Estas mulheres aguardam o dia em que isto irá mudar. Em que a áspera mãe irá acolhê-las e niná-las nos braços e dizer-lhes o quanto cresceram e são dignas. São como um pequeno fragmento que se tornou uma pérola, mas que ainda se enxergam tão somente como a tosca poeira.
As filhas de mães brutas, incapazes, infelizes, grosseiras ou indiferentes completaram-se no que faltava às suas mães, e ficaram grandiosas, mas são incapazes de voltar para elas mesmas o que distribuem aos borbotões para os outros: afagam homens mimados, acreditam em mentirosos, ficam com quem não as merece. São tripudiadas, enganadas, humilhadas, trancafiadas, submetidas.

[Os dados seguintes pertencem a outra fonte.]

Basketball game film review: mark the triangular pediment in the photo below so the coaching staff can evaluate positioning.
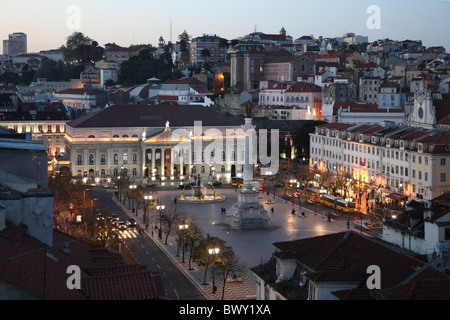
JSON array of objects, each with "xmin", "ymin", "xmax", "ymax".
[{"xmin": 144, "ymin": 128, "xmax": 191, "ymax": 144}]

Estas filhas aguentam toneladas de mensagens na mídia de pais bacanas e maravilhosos, os quais jamais serão os seus, e eles sabem disso.
A realidade as atormenta. Mas insistem na redenção, e se sacrificam em seu altar como se fosse o único caminho.

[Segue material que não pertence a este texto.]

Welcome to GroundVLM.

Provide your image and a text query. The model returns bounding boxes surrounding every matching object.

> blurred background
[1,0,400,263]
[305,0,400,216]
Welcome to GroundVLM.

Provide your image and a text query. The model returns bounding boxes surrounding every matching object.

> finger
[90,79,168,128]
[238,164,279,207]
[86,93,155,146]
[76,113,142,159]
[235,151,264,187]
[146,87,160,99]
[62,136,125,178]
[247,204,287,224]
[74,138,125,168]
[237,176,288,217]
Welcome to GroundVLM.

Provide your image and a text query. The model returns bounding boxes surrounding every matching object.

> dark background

Meninas e meninos autoimolados, por uma única vez enxuguem o excesso desta sensibilidade, parem de insistir no que é inútil. Descubram, por favor, a sua verdade.Dêem fim aos seus sofrimentos por sua própria conta, como quem rasga um papel de uma dívida infinita. Declarem sua independência, como tantos países fizeram sempre que acharam que era tempo de terem seus próprios governos. Não esperem que seus pais abram as portas de suas gaiolas e as levem brandamente para os seus ninhos.
Meninas e meninos mal amados, há coisas que vocês só descobrirão por si mesmos, se ousarem fazer isto, o que requer coragem. A vida nunca disse que seria fácil, e tampouco segura. Saltem para fora de seus muros (sim, ele estava lá, mas vocês depois os reforçaram com mais tijolos de sofrimento, mágoa, culpa e autopiedade) e verão que não é difícil fazer isto e que não se tornarão meninas e meninos maus, pois o sofrimento deixou uma pequena pérola em seus corações. Olhem para ela e dêem-na a quem a merece, principalmente a vocês mesmos.

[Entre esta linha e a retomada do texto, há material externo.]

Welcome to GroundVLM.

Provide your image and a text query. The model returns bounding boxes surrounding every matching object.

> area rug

Meninas e meninos queridos, preciso lhes dizer que bruxas não se transformam em fadas, a não ser nos contos, e não há mais tempo para esperar por isto.
Se vocês não tomarem uma atitude (e, se realmente procurarem, encontrarão um número enorme de ajudas e tratamentos, para todos os bolsos), ninguém fará isto por vocês. Abraços ( Aglair Grein, psicanalista)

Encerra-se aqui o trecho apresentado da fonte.